Juggling multiple storylines and so many larger-than-life characters, the film never feels disjointed. The Russo brothers successfully strike a balance between the serious, politically driven elements of the narrative and the lighter qualities inherent to Marvel movies that have been essential to the success of the MCU franchise. For every heavy helping of car chases, expertly choreographed fight scenes or action packed set pieces, there’s equal servings of humour and emotion. Whether that’s through Vision (Paul Bettany) cooking for the Scarlet Witch (Elizabeth Olsen) or when Falcon (Anthony Mackie) informs an over-eager Spider-Man (Tom Holland) that there isn’t usually so much talking during a fight, the film never lets it’s sombre notes detract from the fun and spectacle of the experience.
It’s also the quiet, personal moments between our heroes that keeps us so heavily invested in the outcome of each battle. They’re a dysfunctional, super-powered family, with differing ideologies, as opposed to the usual bad guys versus good guys, set up. We know they’re pulling their punches, we know that War Machine (Don Cheadle) probably isn’t going to blast Hawkeye (Jeremy Renner) into a hundred tiny pieces, but that doesn’t mean that you won’t be on the edge of your seat when our heroes eventually square-off. Long term Marvel fans already know these characters but there’s enough here to allow newcomers to emotionally invest in these people.
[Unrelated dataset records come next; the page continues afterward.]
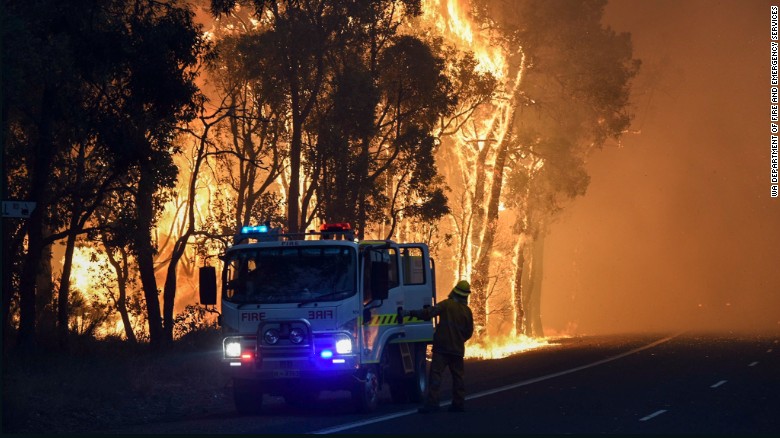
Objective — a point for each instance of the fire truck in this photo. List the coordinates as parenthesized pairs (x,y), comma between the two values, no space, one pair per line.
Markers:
(322,311)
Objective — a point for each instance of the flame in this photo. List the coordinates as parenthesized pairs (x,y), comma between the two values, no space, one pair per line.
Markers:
(453,23)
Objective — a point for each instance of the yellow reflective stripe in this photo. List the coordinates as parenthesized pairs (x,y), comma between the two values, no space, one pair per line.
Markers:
(390,319)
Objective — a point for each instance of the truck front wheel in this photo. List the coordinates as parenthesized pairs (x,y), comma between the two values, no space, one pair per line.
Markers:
(365,392)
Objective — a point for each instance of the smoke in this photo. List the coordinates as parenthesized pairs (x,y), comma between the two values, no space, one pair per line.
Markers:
(677,229)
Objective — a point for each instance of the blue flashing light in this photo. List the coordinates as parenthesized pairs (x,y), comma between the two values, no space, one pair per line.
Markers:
(254,229)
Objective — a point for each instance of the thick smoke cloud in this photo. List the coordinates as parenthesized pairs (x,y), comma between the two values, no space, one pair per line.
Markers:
(678,229)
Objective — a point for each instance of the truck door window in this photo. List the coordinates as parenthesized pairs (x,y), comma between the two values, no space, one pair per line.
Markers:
(414,269)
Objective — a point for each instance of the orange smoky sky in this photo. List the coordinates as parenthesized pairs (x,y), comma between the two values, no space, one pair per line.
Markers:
(677,229)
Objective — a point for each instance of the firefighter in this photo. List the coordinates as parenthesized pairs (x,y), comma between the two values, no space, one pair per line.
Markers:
(454,328)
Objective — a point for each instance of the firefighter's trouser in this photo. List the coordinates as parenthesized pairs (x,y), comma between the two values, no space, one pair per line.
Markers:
(439,363)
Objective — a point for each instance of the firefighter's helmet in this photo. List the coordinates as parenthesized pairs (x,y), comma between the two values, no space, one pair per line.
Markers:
(462,288)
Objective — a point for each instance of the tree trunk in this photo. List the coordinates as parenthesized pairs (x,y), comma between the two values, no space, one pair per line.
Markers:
(40,156)
(535,311)
(169,292)
(481,273)
(517,286)
(122,275)
(145,253)
(62,298)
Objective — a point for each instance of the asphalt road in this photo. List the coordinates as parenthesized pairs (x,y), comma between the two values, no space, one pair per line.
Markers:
(672,383)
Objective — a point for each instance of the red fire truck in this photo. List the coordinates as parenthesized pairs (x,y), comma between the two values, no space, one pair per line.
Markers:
(314,311)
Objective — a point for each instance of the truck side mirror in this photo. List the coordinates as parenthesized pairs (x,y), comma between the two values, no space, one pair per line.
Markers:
(208,285)
(380,288)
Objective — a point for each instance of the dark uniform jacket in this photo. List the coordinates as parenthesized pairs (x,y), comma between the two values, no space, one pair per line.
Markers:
(455,326)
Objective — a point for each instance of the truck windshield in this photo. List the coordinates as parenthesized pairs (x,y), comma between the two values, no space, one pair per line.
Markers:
(290,274)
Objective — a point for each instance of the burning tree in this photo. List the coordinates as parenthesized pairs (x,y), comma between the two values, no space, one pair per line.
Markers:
(564,92)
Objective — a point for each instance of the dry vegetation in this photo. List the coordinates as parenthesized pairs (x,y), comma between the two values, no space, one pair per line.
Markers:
(104,385)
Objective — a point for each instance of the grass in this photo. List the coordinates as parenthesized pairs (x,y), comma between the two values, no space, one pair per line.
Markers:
(104,385)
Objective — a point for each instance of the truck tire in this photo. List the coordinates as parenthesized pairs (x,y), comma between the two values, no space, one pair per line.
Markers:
(247,397)
(365,392)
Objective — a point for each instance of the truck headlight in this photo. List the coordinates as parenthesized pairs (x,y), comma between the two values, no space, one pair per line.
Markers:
(343,344)
(271,336)
(297,335)
(232,348)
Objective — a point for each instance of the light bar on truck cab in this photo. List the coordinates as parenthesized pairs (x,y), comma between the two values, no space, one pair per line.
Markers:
(251,229)
(339,230)
(340,226)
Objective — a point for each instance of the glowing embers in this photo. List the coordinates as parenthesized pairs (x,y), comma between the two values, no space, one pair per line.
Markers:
(504,347)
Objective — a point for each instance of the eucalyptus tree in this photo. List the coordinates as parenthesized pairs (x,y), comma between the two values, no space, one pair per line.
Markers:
(573,98)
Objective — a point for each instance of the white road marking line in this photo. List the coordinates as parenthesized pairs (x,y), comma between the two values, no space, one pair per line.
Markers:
(718,384)
(337,429)
(653,415)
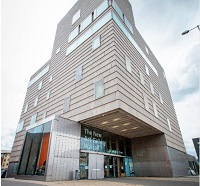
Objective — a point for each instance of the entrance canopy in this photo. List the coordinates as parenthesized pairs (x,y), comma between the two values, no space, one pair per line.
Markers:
(121,123)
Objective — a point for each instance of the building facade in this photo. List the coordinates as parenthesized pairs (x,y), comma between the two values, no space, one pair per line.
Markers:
(5,157)
(100,105)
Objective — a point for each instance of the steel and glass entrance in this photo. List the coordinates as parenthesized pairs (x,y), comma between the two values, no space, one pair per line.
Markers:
(104,155)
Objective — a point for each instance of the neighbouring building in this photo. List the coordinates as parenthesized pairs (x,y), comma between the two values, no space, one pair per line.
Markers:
(100,105)
(5,157)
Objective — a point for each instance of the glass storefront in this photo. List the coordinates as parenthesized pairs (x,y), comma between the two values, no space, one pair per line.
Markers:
(34,154)
(116,150)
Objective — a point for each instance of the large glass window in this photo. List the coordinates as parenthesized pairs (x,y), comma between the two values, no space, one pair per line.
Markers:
(99,89)
(20,126)
(34,155)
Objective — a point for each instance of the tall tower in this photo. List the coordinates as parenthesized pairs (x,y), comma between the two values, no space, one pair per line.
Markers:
(100,105)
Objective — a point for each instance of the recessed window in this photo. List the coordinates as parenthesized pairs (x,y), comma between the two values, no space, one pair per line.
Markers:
(152,89)
(147,70)
(155,110)
(76,16)
(169,124)
(141,78)
(67,104)
(40,85)
(57,50)
(147,50)
(26,108)
(48,95)
(160,96)
(99,89)
(96,43)
(73,34)
(146,103)
(78,73)
(50,78)
(20,126)
(33,119)
(86,22)
(36,101)
(44,115)
(128,64)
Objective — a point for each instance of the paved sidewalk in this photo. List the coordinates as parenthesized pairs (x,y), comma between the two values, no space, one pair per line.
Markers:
(128,181)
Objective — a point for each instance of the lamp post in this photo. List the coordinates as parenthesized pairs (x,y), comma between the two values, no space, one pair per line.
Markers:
(187,31)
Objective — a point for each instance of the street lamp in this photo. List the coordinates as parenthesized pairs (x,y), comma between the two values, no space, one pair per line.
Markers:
(187,31)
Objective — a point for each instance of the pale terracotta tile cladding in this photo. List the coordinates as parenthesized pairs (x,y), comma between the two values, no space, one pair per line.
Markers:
(122,89)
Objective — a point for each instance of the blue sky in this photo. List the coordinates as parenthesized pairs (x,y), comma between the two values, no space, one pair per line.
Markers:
(28,31)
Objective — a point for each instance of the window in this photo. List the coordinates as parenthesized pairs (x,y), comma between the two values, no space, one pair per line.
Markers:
(155,110)
(73,34)
(66,104)
(141,78)
(152,89)
(147,50)
(48,95)
(146,103)
(50,78)
(76,16)
(147,70)
(86,22)
(160,96)
(26,108)
(78,73)
(35,151)
(33,119)
(40,85)
(96,43)
(169,124)
(38,76)
(20,126)
(128,64)
(99,89)
(36,101)
(44,115)
(57,50)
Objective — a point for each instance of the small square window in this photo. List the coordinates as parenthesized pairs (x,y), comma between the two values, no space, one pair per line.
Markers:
(36,101)
(155,110)
(57,50)
(67,104)
(146,103)
(147,50)
(160,96)
(141,78)
(99,89)
(44,115)
(169,124)
(76,16)
(96,43)
(40,85)
(78,73)
(152,89)
(33,119)
(26,108)
(20,126)
(147,70)
(48,95)
(128,64)
(50,78)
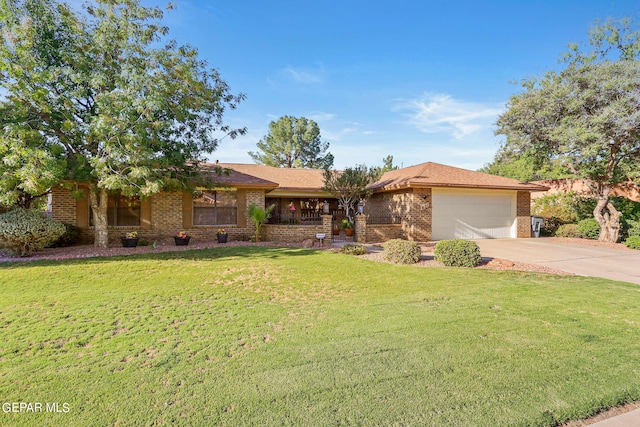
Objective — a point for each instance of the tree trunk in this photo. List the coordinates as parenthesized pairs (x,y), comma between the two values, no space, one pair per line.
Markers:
(608,218)
(98,202)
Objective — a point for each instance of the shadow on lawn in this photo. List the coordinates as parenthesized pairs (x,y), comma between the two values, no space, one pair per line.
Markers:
(268,252)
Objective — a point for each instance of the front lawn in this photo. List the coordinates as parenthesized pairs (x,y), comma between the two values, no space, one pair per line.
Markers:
(273,336)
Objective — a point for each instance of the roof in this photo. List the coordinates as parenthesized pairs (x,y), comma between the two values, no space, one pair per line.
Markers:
(431,174)
(287,179)
(298,181)
(235,178)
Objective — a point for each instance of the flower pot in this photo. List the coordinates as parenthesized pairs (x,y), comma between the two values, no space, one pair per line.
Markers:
(128,242)
(182,241)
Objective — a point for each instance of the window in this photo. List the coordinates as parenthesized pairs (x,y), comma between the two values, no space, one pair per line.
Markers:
(215,208)
(122,211)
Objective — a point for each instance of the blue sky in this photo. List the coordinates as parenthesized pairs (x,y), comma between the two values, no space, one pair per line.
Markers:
(420,80)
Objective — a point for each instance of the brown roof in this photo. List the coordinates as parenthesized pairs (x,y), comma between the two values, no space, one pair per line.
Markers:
(436,175)
(288,179)
(235,178)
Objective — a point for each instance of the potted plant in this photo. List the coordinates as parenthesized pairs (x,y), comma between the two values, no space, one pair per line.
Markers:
(130,240)
(181,239)
(222,235)
(347,226)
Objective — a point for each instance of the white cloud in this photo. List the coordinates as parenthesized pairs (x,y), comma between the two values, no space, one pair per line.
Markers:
(302,75)
(322,117)
(434,113)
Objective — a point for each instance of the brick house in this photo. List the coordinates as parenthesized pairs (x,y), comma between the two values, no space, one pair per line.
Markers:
(424,202)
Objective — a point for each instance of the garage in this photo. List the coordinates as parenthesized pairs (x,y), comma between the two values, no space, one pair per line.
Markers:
(473,214)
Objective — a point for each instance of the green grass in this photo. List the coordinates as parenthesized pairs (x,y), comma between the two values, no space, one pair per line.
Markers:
(281,336)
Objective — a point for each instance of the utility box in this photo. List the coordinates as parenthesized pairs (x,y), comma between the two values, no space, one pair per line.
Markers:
(536,224)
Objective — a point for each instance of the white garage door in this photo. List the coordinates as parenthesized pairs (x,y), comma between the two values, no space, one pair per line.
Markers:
(470,214)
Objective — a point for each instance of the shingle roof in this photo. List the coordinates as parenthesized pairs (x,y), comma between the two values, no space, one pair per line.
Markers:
(428,174)
(431,174)
(287,178)
(235,177)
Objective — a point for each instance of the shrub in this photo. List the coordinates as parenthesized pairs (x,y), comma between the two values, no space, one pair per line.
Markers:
(23,232)
(556,209)
(351,249)
(589,229)
(457,253)
(633,242)
(402,251)
(567,230)
(70,237)
(633,229)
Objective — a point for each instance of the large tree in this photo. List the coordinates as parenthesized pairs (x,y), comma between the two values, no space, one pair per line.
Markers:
(105,96)
(586,117)
(350,185)
(293,143)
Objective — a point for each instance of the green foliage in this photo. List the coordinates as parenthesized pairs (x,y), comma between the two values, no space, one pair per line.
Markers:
(293,143)
(530,165)
(556,209)
(102,97)
(633,242)
(259,215)
(350,185)
(401,251)
(353,249)
(457,253)
(23,231)
(387,166)
(70,237)
(567,230)
(633,228)
(568,116)
(589,229)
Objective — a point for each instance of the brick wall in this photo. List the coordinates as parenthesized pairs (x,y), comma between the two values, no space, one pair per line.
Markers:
(382,232)
(523,213)
(63,205)
(166,213)
(419,228)
(414,205)
(291,233)
(390,202)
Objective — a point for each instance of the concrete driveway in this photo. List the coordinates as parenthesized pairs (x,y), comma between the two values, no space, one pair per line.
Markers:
(614,264)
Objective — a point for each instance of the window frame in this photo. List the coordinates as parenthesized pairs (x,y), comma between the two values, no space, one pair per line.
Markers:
(112,210)
(232,217)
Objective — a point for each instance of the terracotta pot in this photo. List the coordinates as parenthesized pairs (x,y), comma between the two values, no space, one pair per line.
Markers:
(128,242)
(181,241)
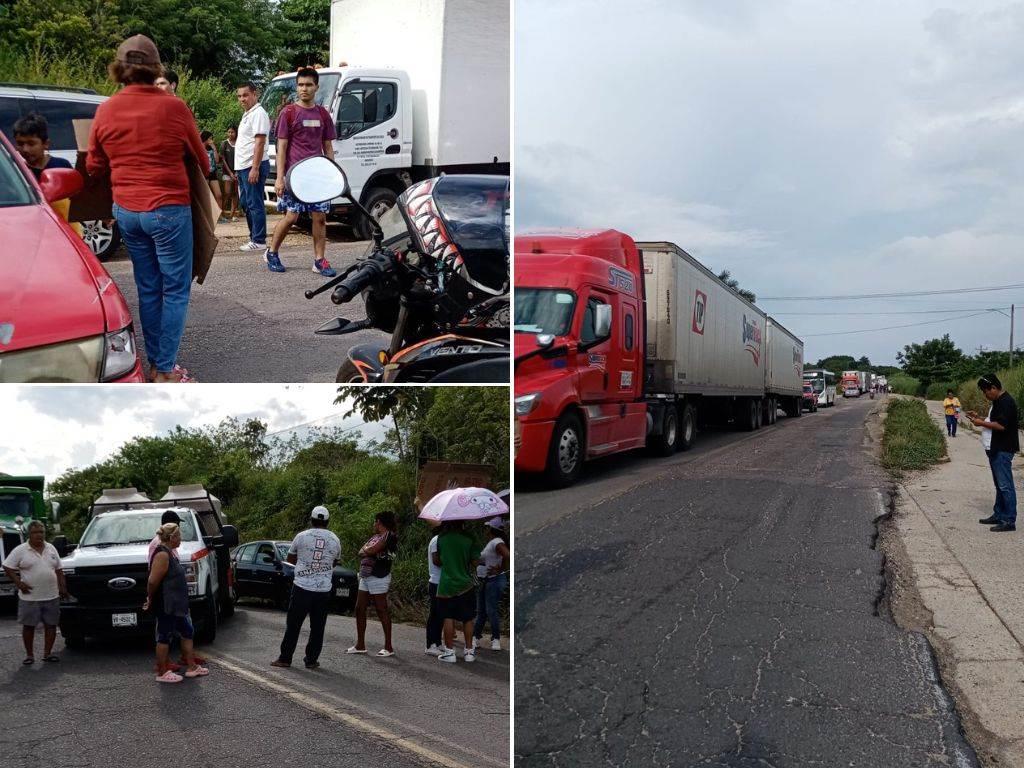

If any criticism could be consistently attributed to Marvel movies in the past, it would be in a lack of memorable villains. With a few obvious exceptions, most villains in the franchise have been rather forgettable. This film bypasses the issue, in that it doesn’t really require a lead villain at all. Helmut Zemo (Daniel Bruhl) is the man pulling the strings on this occasion, building towards an emotionally charged final battle between our main protagonists. His subtle scheming compliments the intensity of the battles taking place between our feuding heroes throughout. A shrewdly motivated villain, Zemo ties the story arcs together nicely. Hopefully, we haven’t seen the last of him.
The new additions, Tom Holland as Spider-Man, and Chadwick Boseman as Black Panther, are given adequate screen time to plant the seeds of anticipation for their own solo outings. Boseman’s stoic King T’Challa adds an interesting new dimension to the team and Holland’s performance as an adolescent, fast-talking Peter Parker could be the best incarnation of the character to date. Despite the embarrassingly large roster each character gets their moment in the spotlight, showcased particularly effectively in the films climactic airport battle, with Ant-Man (Paul Rudd) reminding us that you should never underestimate the little guy.
Marvel won’t be breaking their multi-billion dollar mould any time soon and Civil War certainly doesn’t tread any new ground. That may seem like a criticism, it’s not. They’ve developed a winning formula and after almost a decade of story-telling, they’ve almost tweaked it to perfection. The Russo brothers, together with screenwriters, Christopher Markus and Stephen McFeely, have created another booming, emotionally charged epic, and a worthy sequel to their previous effort, 2011’s Captain America: The Winter Soldier. With these guys calling the shots, The Avengers are in safe hands.